Because you have to add a healthy dosing of dressing I have gone from the normal gazebo room dressing to the balsamic vinaigrette gazebo room, to finally the lite version of the original. {My grandma used to make this dressing that if she could bottle it she’d be the next [insert old person with awesome product here], yet if you stood next to her, used the same ingredients, used the same style of tossing the salad, etc etc, yours would taste like shit and hers would be the winner. I swear it was the blood sweat and tears she put into every meal. Her salad tops all in the best of everything. Put it this way… when, at thanksgiving, you could eat turkey, sweet potatoes, and pumpkin pie, throw in some angel food cake and cranberries for good measure, after you’ve unbuttoned your pants to allow more room, and then have a second helping of everything, then go pass out, I’d show up with a plate and a fork and mound up all the salad to top it off. To hell with dessert. Salad, especially hers, was my favorite.}

Thinking of that salad just makes me wipe off the keyboard now from drooling and daydreaming… where was i? oh yeah… counting your money for buying this atrocity.

Gazebo room, the reason you are reading this chapter is onefold. But I’ll give you two. Folding halves things so here goes… One. The first gazebo room is the closest thing to grams dressing yet she used something like oil vinegar and spices, but it was her own concoction. Two. Read the food label recently on your salad dressings?

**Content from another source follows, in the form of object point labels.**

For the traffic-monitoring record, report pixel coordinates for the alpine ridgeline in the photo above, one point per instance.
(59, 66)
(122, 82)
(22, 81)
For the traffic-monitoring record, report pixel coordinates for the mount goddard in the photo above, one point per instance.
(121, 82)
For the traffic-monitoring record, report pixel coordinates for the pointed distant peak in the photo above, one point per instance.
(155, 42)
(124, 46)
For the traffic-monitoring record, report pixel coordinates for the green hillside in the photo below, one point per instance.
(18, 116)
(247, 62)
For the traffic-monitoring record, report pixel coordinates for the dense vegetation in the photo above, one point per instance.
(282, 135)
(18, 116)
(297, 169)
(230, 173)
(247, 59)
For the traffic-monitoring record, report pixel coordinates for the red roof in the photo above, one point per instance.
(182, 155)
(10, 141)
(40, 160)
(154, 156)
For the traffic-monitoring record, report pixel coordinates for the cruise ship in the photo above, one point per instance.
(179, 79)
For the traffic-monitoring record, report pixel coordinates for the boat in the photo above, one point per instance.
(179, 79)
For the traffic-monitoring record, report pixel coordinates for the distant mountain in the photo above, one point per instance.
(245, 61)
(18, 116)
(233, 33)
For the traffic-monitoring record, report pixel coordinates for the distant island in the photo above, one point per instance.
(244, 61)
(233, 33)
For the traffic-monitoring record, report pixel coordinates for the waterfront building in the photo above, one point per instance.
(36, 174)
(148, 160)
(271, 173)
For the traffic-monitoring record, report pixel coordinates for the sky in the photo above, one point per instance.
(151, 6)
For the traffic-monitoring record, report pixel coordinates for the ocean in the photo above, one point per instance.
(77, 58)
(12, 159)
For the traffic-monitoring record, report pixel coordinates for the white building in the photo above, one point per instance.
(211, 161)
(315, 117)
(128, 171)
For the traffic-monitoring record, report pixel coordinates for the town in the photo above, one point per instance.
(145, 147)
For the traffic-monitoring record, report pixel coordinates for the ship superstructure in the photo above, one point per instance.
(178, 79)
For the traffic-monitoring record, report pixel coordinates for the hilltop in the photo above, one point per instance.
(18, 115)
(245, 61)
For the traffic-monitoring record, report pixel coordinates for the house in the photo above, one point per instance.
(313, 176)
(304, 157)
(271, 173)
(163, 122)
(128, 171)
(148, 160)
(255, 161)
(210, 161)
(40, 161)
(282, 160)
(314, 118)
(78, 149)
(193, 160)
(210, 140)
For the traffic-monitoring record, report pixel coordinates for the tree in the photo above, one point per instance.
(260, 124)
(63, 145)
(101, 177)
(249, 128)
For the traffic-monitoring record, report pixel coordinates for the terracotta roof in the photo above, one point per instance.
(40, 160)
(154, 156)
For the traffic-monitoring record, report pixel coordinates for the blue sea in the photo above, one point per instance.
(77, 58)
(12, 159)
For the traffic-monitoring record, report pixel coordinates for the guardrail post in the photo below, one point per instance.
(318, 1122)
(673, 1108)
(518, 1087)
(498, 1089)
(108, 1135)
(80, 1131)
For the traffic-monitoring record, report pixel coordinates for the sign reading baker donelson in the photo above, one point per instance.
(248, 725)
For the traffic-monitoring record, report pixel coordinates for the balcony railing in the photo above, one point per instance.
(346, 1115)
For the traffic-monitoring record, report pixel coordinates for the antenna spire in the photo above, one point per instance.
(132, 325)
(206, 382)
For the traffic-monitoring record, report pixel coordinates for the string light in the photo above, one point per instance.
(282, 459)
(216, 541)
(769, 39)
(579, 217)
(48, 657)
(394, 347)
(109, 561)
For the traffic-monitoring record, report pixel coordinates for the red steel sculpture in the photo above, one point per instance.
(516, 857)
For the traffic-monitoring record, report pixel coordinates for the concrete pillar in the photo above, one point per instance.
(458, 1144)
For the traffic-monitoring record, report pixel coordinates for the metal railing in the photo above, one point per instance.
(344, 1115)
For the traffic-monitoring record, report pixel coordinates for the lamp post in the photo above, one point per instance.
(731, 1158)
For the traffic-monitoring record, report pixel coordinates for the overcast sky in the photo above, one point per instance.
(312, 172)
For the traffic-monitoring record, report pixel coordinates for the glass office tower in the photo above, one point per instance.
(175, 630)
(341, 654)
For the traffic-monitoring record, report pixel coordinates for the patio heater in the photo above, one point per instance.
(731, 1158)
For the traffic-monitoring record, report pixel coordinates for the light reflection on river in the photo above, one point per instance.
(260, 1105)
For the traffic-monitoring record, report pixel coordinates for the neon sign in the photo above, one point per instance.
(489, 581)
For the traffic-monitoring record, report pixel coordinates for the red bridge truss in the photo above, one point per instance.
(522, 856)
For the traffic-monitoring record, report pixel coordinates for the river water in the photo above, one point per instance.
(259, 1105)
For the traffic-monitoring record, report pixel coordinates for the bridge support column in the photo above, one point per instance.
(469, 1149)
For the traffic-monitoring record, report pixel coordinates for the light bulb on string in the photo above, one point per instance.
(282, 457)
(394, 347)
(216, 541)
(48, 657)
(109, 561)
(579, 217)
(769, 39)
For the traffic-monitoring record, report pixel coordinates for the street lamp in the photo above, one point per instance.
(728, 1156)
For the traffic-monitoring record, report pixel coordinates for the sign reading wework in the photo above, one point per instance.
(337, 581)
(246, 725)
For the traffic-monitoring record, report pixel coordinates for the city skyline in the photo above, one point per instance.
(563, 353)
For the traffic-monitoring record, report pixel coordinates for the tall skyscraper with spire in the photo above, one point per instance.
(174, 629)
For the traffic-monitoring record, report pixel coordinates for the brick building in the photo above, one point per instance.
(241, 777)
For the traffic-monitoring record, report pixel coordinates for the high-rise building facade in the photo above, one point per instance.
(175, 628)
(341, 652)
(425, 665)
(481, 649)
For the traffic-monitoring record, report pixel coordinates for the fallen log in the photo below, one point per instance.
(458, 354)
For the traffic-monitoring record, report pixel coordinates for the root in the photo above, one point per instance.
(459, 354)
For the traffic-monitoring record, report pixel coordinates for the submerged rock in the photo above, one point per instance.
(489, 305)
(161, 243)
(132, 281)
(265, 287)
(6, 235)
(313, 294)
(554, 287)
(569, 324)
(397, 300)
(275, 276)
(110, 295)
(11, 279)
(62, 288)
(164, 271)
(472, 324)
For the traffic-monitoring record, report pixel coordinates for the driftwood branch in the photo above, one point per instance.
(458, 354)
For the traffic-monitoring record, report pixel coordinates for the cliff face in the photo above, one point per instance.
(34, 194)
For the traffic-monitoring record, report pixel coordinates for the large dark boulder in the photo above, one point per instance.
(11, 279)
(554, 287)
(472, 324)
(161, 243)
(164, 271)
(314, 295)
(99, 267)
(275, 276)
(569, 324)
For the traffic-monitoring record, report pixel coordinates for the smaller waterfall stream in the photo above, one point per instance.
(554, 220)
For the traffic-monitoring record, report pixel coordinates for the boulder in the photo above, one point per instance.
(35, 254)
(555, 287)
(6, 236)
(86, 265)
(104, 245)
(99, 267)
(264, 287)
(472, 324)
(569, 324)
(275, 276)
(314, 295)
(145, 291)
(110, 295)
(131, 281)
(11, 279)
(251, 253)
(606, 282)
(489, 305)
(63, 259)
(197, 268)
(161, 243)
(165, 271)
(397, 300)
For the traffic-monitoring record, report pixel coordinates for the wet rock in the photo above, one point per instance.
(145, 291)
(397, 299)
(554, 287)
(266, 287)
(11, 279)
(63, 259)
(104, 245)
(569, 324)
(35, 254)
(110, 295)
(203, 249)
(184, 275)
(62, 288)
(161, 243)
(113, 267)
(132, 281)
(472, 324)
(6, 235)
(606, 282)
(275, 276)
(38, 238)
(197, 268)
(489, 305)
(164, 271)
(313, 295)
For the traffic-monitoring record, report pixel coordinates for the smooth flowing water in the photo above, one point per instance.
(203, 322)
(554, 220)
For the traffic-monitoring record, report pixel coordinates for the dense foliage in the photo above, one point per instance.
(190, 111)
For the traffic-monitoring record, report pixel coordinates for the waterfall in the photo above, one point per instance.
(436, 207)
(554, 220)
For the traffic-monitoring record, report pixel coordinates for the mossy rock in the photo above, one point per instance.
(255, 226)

The one I have is for gazebo room lite. (sp) First I see amount per serving… calories, 40. not bad. I like this stuff so it shouldn’t be so bad. A few squeezes on my salad and I’m good to go. 30 of those calories are from fat though so hey, you’re eating salad. How bad could a few fat calories be? And where do they find the next 10 calories. Or is that supposed to be added together so it’s a total of 70 calories per serving??? I have no idea, but again that’s not the point. There’s 4 grams of fat, then below it it says saturated fat .5g. below that once again it says trans fat 0g. so is it 4.5 grams of fat or what else is the 3.5 g of regular not saturated or trans fat doing? Its no wonder we have no idea how to read these labels. It just shows us numbers that most of us don’t read. {Ask a smoker if he ever cared what warnings on packs said. As Mr. Hicks suggested something to the effect of “I just get the ones that say ‘may cause breast cancer and problems in the pregnancy’… I’m a man! Aaaaaaaaaaaahahahahaha” knowing he died of lung cancer, that bit isn’t one of my favorites.} Pack into your serving size 90 mg of sodium and you think you have a nice healthy snack right?

Look again.

Under the big words of nutrition facts guess what? The serving size is a tablespoon. Yup. That entire paragraph above couldn’t fit in a tablespoon. Ever have a tablespoon of cough medicine? Me neither. Take a swig.

A f*cking tablespoon.

How am I supposed to enjoy a half a head of nappa cabbage with a tablespoon of dressing on it??? You know what you say when you see a person measuring out a tablespoon of dressing on it? “There’s an imbecile! I bet he likes kimchi!”